Artikel 8. Financiële bijdrage

Dit artikel regelt de jaarlijkse, ambtshalve verlening van de financiële bijdrage ter hoogte van de overeenkomstig artikel 6 berekende voorwaardelijke aanspraak op de financiële bijdrage. In een jaar waarin de raadsleden naar aanleiding van verkiezingen tegelijkertijd aftreden, wordt de financiële bijdrage in twee gedeelten gesplitst.

Artikel 9. Gevolgen splitsen en einde bestaan fractie

Als er mutaties plaatsvinden in zittende fracties is het wenselijk dat de financiële bijdrage aangepast wordt aan veranderde verhoudingen in de raad. Hierbij wordt onderscheid gemaakt tussen het vaste basisbedrag dat ten behoeve van iedere fractie wordt verleend en het variabel deel per raadszetel. Het vaste deel is ook daadwerkelijk ‘vast’; dit deel van de bijdrage blijft bestemd voor de betreffende fractie, ook al vindt er tussentijds een splitsing of afscheiding plaats. Ook het variabele deel van de fractievergoeding blijft bestemd voor de betreffende fractie ten behoeve van de nieuwe fractie (eerste lid). Daarnaast wordt het variabele deel uitgekeerd aan de nieuw gevormde fractie of de fractie waar het raadslid zich bij aansluit.

Vanwege de hoogte van het variabele deel is er voor gekozen dit volledig te verlenen en geen evenredigheidsbeginsel toe te passen. Er hoeft dan ook geen verrekening plaats te vinden.

Artikel 10. Verantwoording, controle en vaststelling financiële bijdrage

Het afleggen van verantwoording over de besteding van de financiële bijdrage vindt steekproefsgewijs plaats op initiatief van het presidium.

Artikel 11. Benoeming steunfractieleden

Iedere raadsfractie kan tot maximaal twee steunfractieleden laten benoemen door de gemeenteraad.

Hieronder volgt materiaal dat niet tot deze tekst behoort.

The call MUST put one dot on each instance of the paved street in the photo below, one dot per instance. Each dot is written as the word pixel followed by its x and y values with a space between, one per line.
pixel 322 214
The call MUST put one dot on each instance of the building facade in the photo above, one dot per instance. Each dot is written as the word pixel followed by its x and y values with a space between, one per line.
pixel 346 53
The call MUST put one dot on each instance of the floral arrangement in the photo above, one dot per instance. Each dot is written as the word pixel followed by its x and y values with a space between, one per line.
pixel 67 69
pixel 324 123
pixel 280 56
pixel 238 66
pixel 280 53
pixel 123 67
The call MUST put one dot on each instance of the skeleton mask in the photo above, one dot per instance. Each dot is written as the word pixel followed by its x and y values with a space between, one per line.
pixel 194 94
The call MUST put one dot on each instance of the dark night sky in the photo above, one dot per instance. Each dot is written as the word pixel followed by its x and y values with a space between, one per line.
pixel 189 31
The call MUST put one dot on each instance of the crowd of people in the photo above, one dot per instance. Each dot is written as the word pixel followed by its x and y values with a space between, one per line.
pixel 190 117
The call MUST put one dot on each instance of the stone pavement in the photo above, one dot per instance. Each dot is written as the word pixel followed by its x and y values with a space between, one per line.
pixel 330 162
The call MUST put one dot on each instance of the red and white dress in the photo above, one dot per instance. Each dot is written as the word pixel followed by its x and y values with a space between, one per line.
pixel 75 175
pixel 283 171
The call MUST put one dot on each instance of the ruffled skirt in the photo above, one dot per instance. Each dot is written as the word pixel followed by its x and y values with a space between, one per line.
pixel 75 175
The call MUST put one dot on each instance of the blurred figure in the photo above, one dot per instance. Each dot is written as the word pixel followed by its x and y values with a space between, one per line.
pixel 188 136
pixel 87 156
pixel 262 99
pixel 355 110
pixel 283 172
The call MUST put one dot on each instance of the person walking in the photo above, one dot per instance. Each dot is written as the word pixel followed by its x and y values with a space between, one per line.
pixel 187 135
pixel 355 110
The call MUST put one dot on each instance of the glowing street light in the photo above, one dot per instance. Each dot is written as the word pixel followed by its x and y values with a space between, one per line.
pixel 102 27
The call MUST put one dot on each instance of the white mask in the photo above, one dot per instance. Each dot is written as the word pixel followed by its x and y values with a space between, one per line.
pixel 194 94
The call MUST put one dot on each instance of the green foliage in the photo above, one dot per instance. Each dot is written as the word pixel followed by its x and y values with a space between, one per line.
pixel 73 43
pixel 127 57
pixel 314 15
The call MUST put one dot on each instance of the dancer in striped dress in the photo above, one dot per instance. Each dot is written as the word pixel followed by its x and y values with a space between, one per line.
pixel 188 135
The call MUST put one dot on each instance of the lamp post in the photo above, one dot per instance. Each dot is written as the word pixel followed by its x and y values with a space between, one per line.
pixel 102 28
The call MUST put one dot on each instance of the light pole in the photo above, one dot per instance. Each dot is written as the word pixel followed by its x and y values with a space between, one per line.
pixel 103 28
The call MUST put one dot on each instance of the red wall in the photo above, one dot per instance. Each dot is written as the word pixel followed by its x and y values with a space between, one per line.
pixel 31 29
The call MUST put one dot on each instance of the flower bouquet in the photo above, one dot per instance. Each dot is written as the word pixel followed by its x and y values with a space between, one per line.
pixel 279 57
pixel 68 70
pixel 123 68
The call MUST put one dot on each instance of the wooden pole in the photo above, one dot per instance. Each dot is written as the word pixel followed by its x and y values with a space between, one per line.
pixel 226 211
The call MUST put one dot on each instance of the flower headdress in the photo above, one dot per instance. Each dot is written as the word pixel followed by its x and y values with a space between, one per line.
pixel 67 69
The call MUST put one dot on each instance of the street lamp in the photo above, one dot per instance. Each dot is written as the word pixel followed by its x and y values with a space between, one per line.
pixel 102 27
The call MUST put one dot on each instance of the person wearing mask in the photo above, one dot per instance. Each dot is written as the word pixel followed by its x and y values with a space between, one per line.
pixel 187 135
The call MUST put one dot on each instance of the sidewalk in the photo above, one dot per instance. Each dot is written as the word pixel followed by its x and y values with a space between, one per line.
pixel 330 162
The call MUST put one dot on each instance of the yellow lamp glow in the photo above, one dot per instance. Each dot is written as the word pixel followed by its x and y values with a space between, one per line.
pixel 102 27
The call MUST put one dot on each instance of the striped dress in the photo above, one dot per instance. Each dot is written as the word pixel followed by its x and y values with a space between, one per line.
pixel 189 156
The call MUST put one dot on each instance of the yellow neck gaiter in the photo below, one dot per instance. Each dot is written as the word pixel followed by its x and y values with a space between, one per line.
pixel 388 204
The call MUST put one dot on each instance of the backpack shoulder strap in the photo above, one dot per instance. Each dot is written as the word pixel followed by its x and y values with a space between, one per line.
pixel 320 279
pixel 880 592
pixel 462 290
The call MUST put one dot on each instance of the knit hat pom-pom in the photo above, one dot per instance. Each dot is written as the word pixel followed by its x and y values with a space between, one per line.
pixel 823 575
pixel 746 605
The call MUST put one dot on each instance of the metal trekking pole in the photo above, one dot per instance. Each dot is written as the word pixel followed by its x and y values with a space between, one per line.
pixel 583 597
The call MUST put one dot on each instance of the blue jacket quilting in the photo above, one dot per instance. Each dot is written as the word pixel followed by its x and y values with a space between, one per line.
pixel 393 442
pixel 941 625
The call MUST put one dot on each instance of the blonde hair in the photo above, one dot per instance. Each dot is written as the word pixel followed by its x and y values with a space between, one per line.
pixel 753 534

Deze steunfractieleden dienen ter ondersteuning van de raadsleden ten behoeve van het raadswerk. Steunfractieleden worden vanuit de griffie in de informatievoorziening meegenomen. Daarnaast hebben de steunfractieleden toegang tot de leeskamer in het gemeentehuis.

In de genoemde artikelen van de Gemeentewet worden de zogenaamde ‘verboden handelingen’ voor raadsleden weergegeven. Deze artikelen worden ook van toepassing verklaard op steunfractieleden, om te waarborgen dat hun positie niet tot de schijn van belangenverstrengeling kan leiden.

Artikel 12. Benoemingsperiode steunfractieleden

Dit artikel geeft aan op welke wijze de benoeming van een steunfractielid eindigt of beëindigd kan worden.

Artikel 13. Intrekking oude verordening en overgangsrecht

Dit artikel behoeft geen toelichting.

Artikel 14. Inwerkingtreding en citeertitel

Dit artikel behoeft geen toelichting.